Gold prices hovered near record highs in Asian trading on Thursday, supported by safe-haven demand as the U.S. government shutdown continued and expectations for Federal Reserve rate cuts increased.
The precious metal reached new peaks earlier this week after Congress failed to pass a spending bill, forcing the government to shut down. The closure is delaying the release of key labor market data, leaving traders uncertain about the Fed’s policy outlook.
Spot gold was steady at $3,864.63 per ounce, while December gold futures slipped 0.2% to $3,889.65 by 00:45 ET (04:45 GMT). On Wednesday, spot prices reached a record high of $3,895.33.

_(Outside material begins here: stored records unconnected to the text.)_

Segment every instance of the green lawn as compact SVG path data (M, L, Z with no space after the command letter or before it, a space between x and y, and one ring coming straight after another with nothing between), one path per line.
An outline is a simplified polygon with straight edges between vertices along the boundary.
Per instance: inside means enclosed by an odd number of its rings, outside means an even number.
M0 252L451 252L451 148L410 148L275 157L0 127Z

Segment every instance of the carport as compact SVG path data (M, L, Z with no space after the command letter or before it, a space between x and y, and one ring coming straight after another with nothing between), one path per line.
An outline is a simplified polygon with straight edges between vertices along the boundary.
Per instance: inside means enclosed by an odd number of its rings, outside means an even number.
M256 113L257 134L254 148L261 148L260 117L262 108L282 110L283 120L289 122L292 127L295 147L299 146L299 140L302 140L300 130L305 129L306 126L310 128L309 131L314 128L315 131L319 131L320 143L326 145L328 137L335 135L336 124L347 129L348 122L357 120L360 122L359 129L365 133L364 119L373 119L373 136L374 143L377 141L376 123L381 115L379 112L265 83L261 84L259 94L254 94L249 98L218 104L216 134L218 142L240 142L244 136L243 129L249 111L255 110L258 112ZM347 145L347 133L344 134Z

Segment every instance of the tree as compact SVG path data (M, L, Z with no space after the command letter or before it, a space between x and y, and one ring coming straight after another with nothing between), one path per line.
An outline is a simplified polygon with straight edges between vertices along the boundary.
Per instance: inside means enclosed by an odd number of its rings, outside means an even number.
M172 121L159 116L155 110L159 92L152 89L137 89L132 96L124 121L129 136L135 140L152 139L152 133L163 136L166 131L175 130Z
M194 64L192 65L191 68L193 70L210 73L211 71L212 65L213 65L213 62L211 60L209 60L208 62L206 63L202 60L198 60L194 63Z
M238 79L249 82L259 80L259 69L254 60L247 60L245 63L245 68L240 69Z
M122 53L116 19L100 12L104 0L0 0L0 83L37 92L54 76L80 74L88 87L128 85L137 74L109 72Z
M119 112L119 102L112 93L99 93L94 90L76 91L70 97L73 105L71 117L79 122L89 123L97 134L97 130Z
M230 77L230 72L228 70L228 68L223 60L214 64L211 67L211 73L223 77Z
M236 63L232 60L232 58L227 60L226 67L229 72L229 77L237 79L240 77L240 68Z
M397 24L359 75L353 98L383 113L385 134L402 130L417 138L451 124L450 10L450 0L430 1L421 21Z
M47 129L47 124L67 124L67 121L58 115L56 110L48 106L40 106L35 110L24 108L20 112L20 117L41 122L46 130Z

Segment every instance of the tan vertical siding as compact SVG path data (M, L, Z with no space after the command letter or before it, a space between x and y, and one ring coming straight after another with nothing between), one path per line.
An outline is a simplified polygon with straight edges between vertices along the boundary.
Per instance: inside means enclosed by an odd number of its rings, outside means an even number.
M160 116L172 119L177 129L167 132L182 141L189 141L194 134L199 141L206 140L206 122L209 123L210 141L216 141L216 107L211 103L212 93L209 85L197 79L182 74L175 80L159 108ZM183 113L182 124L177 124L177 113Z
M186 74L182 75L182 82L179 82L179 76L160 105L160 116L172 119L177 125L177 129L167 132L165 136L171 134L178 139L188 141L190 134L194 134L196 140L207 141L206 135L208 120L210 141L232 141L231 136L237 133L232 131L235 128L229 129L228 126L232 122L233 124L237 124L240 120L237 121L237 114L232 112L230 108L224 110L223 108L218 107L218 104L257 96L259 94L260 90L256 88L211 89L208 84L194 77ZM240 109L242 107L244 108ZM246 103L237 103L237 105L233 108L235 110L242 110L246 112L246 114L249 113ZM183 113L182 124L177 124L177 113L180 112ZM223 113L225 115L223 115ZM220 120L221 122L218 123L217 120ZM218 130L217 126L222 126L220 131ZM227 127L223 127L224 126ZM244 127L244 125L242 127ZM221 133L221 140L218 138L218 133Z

U.S. Shutdown to Delay Payrolls Data
The U.S. government is expected to stay shut for at least three days, disrupting federal services nationwide. Lawmakers in the Senate have made little progress toward approving a new spending plan.
A prolonged shutdown risks harming the U.S. economy and labor sector, especially as President Donald Trump warned of potential federal job cuts. Nonfarm payrolls data, originally scheduled for release on Friday, is now expected next week.
Private payroll data released Wednesday pointed to further weakness in the labor market, reinforcing optimism for more Fed rate cuts. This pressure weighed on the dollar and boosted demand for precious metals.
Precious and Industrial Metals
Other metals eased slightly after strong gains this week. Spot platinum traded at $1,563.46 per ounce, while palladium slipped 0.2% to $47.2535. Both had surged to 10-year highs earlier in the week.
Among industrial metals, benchmark copper futures on the London Metal Exchange rose 0.4% to $10,422.05 per ton, while COMEX copper futures climbed 0.4% to $4.9145 per pound.
Rate Cut Expectations Rise
Markets are now pricing in a 97% chance of a 25-basis-point Fed cut in late October, according to CME FedWatch. There is also a small 3% probability of a larger 50-basis-point move.
Recent data showed steady cooling in the U.S. economy, with labor market weakness adding to concerns. The Fed already cut rates by 25 basis points in September. However, officials have warned that persistent inflation could limit further easing. The PCE price index, the Fed’s preferred inflation measure, rose in August as expected, with core inflation still above the 2% target.